As others see it: Keep the straw pollHere we go again, writing about presidential politics in Iowa.
By: Mason City (Iowa) Globe Gazette, Worthington Daily Globe
Here we go again, writing about presidential politics in Iowa. That’s probably not surprising given the fact a lot of professional pundits and those who are merely curious to see who’s snooping around the state with an eye on the 2016 race and the long process leading to the first-in-the-nation caucuses.
That’s OK by us. We like seeing who’s testing the waters. And we like it for more than the political aspect. The Iowa process brings in lots of money and focuses lots of attention on the state. That’s why we don’t want to see the GOP Straw Poll discontinued as suggested by Gov. Terry Branstad recently.
The Straw Poll, of course, is the big one-day event in Ames where candidates give their best presentations and those attending show their preference in the Straw Poll.
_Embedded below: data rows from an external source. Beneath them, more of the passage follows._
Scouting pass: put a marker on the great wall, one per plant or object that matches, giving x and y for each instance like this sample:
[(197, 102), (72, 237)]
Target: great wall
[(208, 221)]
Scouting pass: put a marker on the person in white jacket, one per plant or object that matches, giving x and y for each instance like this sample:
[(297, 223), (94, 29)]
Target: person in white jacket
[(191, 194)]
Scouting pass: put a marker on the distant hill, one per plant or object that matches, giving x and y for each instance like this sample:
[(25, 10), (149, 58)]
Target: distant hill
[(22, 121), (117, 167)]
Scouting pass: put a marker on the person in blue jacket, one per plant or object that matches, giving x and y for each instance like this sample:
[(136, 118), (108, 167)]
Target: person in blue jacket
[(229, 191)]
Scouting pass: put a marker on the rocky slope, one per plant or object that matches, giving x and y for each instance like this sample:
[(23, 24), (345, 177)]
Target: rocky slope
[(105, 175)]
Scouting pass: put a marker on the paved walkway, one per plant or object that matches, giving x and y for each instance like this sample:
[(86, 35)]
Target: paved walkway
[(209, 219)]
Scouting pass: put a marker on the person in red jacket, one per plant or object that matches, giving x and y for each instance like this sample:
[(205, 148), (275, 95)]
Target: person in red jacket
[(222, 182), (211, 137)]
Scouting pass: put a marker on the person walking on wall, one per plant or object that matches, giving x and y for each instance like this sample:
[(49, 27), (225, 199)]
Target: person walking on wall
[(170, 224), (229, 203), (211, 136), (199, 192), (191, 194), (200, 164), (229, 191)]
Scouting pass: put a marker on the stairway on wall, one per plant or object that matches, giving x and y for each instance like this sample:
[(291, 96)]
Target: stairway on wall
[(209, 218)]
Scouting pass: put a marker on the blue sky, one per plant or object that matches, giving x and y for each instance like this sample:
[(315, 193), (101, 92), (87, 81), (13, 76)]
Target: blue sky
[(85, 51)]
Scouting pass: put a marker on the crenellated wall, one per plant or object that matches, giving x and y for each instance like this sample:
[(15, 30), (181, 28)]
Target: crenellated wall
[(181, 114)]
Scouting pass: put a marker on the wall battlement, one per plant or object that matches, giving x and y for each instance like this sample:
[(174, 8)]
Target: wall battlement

Candidates sink a lot of time and money in the poll trying to finish at or near the top, sometimes busing in people and plying them with food and entertainment in what's become a picnic-style event. But the results are not binding, and like the caucuses, the Straw Poll winner doesn’t always become the party’s nominee. ...
State Rep. Josh Byrnes, R-Osage, said he looks at the results as being symbolic.
“But when I put on my economic development hat, I look at all of the money that is infused into the state, and that’s a good thing. And it engages a lot of young people into the process, and that’s a good thing, too,” he said. “Let’s go ahead and do it and have some fun, but let’s remember it’s early in the game.”
We say keep the Straw Poll and let the chips fall where they may.